Master franchise agreement
Master franchise agreement / Franchise agreements are needed to codify the enforcement of behaviour.
Master franchising is used to accelerate business growth in a whole new region with minimum resource commitments.

Your average franchise system typically consists of a single franchisor in a franchise agreement with one or more franchisees. At that point the franchisors business has been successfully developed in order to expand their model. The franchisor provides the franchisee with support, training and all the business material to launch the brand with their best foot forward. In return the franchisee pays an initial franchise fee and ongoing royalties to the franchisor for legal use of the brand, development, training and support.

Master franchising goes one step further. Rather than the franchisor directly recruiting the franchisee, a master franchise agreement involves a third party to act as the intermediary in a new territory. The master franchisee (or sub-franchisor) bares the responsibility to recruit sub-franchisees in their designated state or territory. In other words, the master franchisee buys company rights off the King (the head franchisor) and becomes the Chieftain/Earl (master franchisee) in the new land. They still have to obey the Kings laws and pay their dues (fees) to the King – but they are now the ruler of their own lands – collecting their own taxes (fees) from business owners who they have helped set up in their land.

Master franchisees have to source their own franchisees, using their local contacts and knowledge. It can be lucrative for a master franchisee, as they will be paid part of the initial franchise fee and ongoing royalties from the franchisee for their efforts. Exactly how much, of course, depends on the franchise agreement terms. As a master franchisee, you take on all the responsibilities to train, develop and support your sub-franchisees in your jurisdiction. Often, master franchisees don’t start their own franchise in their own territories. Rather, they spend their time developing and maintaining their franchisees – while trying to further grow the business.

How to become a master franchisee?

To become the master franchisee of a new state or territory, a master franchise fee must be paid to head franchise in accordance with the terms of their master franchise agreement. Make sure you have done thorough market research in terms of the business and the location. Also, a detailed business proposal will usually be required during the process.

In terms of the right person for the job, a master franchisee is usually a business leader with exceptional management skills. They should have an entrepreneurial outlook and enthusiasm for the brand. Businesses are on the lookout for someone who knows their territory well. This competitive advantage is one of the main reasons companies turn to a master franchising over a direct franchising system.

Advantages of master franchising

For the franchisor

  • Increase in revenue: A cash flow boost to the franchisor from the sale of a master franchise agreement and ongoing fees.
  • Quick to scale: Allows the business to expand quickly in another country. Often agreements mean that master franchisees have to develop several units within a certain amount of time.
  • Saving on time and money: Franchisors don’t have to pour extensive resources in the market development and research of a new state/territory (i.e. cultural, language, and legal barriers).
  • Overall brand growth and recognition: International development can increase your overall customer base and brand value.

For the master franchisee

  • Proven business model: The company has a track record of success and a developmental plan to grow the franchise network. Immediately inheriting brand equity.
  • Exclusive territory: You don’t have the hassle of competition, which opens endless possibilities for expansion.
  • Back-up support from franchisor: Direct liaison with the franchisor.

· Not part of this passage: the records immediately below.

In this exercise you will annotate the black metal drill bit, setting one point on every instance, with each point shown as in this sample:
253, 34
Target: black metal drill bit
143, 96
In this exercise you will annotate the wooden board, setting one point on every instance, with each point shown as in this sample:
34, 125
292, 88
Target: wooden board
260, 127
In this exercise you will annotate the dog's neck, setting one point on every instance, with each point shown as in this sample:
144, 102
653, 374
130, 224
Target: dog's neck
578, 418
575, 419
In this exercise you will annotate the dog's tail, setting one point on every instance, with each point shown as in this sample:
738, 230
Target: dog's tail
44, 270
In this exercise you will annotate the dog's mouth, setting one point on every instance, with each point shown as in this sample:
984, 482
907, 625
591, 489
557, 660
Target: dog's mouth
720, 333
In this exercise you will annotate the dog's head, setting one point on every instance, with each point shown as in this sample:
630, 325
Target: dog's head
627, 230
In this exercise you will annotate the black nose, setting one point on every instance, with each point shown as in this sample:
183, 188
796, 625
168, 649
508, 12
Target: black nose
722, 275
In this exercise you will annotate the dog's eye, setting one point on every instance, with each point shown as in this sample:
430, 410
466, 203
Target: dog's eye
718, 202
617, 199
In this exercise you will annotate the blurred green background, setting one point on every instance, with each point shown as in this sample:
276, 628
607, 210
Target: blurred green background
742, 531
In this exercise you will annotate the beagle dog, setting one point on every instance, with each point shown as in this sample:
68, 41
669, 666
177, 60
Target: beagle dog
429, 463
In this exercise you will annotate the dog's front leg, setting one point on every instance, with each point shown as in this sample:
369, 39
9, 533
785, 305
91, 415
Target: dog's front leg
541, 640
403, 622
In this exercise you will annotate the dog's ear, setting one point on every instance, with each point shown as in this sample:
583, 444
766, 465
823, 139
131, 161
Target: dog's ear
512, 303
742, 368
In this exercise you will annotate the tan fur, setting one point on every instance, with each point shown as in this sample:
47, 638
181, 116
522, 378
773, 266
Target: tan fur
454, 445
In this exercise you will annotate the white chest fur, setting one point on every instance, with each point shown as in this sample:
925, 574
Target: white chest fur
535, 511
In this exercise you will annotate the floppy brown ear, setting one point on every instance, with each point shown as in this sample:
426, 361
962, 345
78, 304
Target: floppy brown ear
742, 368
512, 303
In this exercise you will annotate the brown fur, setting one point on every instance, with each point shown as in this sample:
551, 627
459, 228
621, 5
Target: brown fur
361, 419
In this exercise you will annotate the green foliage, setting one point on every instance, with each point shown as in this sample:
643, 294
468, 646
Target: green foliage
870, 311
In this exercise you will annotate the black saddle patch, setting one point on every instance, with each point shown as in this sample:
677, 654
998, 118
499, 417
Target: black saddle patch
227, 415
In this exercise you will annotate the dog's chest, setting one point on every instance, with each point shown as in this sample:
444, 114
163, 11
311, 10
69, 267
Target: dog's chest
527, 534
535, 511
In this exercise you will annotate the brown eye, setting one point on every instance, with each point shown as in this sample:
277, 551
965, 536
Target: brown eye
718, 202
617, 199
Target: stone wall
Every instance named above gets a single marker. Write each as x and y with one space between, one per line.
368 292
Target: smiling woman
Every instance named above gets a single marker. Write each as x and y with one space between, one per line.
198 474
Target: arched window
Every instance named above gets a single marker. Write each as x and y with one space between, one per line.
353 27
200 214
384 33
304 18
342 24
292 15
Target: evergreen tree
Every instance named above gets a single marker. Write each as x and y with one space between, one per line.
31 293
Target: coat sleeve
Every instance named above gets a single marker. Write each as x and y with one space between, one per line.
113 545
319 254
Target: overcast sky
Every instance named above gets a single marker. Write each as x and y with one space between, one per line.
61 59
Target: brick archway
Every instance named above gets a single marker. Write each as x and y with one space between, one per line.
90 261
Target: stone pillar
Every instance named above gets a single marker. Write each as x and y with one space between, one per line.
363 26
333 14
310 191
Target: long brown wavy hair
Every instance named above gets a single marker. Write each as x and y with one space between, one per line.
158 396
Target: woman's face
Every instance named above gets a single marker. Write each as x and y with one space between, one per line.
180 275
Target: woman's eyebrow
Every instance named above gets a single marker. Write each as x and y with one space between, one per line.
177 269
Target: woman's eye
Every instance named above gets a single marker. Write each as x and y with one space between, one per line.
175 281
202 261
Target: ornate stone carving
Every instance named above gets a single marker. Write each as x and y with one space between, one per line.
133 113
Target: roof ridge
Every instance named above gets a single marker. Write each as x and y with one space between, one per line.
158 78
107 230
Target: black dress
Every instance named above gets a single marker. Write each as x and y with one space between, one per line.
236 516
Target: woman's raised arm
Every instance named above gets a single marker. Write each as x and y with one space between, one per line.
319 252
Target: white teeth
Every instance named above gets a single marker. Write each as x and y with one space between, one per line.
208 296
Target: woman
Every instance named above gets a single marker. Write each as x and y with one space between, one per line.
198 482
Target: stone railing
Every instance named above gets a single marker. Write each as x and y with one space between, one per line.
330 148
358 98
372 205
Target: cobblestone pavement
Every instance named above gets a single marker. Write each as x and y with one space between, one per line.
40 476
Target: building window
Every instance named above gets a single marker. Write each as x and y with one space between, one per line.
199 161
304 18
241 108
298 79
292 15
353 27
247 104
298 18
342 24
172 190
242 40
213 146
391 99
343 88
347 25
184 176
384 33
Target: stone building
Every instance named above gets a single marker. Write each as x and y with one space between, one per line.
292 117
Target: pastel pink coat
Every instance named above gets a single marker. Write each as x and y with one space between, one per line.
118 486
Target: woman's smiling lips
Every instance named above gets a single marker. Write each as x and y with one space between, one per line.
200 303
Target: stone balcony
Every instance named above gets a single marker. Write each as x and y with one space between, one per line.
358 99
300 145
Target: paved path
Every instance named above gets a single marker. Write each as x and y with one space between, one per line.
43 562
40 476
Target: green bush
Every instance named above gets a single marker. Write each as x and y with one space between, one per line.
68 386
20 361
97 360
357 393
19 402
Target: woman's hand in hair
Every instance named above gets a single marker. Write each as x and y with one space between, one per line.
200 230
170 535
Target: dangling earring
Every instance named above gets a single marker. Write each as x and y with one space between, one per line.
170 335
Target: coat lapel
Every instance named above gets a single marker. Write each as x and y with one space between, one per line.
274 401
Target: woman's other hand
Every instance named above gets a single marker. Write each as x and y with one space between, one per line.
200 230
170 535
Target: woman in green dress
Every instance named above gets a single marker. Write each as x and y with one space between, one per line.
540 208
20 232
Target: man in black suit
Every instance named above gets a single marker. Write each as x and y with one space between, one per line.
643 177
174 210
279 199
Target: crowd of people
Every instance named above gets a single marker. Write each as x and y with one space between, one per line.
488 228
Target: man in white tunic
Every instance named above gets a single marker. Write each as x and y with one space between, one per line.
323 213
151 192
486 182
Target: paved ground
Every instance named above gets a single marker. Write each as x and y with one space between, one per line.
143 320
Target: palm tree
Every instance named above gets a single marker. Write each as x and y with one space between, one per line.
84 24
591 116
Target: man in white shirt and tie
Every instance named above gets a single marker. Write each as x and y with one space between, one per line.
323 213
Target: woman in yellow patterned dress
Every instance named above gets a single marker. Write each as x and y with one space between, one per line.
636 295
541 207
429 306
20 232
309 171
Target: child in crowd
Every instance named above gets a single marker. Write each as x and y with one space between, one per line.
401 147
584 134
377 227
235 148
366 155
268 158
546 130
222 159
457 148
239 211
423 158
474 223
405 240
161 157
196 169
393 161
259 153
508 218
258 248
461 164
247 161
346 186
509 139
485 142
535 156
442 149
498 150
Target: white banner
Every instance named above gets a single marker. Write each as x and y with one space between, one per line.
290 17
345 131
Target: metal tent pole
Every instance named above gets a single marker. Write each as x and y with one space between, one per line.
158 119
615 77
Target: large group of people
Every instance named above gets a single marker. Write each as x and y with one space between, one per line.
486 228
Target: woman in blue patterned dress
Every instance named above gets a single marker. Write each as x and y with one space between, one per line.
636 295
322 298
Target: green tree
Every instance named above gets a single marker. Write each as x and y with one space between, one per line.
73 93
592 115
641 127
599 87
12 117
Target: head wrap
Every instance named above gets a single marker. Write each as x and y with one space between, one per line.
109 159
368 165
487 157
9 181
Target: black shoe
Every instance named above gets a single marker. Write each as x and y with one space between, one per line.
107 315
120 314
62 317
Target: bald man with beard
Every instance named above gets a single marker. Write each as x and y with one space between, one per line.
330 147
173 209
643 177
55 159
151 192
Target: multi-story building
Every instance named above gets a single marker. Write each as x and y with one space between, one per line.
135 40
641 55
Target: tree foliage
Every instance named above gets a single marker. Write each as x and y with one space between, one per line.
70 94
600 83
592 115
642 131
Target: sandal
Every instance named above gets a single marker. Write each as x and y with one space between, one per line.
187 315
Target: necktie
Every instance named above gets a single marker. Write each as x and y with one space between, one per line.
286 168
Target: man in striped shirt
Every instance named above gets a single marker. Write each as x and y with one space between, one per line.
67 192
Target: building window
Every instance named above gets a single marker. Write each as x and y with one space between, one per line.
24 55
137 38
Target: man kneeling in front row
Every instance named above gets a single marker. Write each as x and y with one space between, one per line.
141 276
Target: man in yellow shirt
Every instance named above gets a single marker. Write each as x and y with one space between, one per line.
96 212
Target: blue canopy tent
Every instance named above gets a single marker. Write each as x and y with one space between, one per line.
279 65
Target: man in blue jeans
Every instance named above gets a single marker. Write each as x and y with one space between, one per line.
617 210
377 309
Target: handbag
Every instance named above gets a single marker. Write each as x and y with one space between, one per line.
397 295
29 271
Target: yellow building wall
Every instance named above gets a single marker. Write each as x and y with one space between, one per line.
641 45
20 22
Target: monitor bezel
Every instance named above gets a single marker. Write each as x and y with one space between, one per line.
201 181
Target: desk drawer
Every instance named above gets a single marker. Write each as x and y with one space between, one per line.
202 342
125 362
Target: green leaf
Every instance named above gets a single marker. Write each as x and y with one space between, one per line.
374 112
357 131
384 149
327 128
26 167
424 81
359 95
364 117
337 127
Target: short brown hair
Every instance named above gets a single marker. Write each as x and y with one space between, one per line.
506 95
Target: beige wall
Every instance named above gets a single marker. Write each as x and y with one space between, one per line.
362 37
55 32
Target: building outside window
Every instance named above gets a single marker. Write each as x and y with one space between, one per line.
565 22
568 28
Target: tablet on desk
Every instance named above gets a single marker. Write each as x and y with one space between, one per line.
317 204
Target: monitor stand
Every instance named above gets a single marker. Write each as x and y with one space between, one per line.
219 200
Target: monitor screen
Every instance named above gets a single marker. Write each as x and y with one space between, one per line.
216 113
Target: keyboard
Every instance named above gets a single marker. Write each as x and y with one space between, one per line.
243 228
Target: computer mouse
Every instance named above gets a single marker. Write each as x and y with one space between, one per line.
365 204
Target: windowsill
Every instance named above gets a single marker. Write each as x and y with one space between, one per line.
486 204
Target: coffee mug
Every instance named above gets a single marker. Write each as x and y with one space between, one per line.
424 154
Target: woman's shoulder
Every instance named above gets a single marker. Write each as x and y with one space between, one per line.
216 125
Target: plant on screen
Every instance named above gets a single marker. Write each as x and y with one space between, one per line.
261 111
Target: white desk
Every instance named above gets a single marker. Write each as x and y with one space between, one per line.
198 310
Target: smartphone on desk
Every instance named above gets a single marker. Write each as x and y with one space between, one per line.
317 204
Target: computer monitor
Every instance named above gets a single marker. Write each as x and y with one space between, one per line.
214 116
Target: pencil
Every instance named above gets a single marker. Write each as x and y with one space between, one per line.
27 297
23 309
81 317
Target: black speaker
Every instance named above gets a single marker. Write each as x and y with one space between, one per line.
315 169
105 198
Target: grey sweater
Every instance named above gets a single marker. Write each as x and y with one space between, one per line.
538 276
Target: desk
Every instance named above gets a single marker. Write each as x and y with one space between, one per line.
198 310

Disadvantages of master franchising

For the franchisor

  • Loss of potential income: The franchisor must concede a large percentage of the initial and on-going fees to the master franchisee. However, the initial master franchise fee helps negate the losses.
  • Franchisor has less control over the franchise: The master franchisee assumes the majority of power in their territory. But don’t worry, a good master franchise agreement means they can’t go rogue.
  • Potential damage to the company reputation: Issues out of your control can have a knock-on effect to the worldwide network.

For the master franchisee

  • Potential to fail in an untested market: Risks are inherent in new businesses. Be sure to do your market research before entering into any agreement.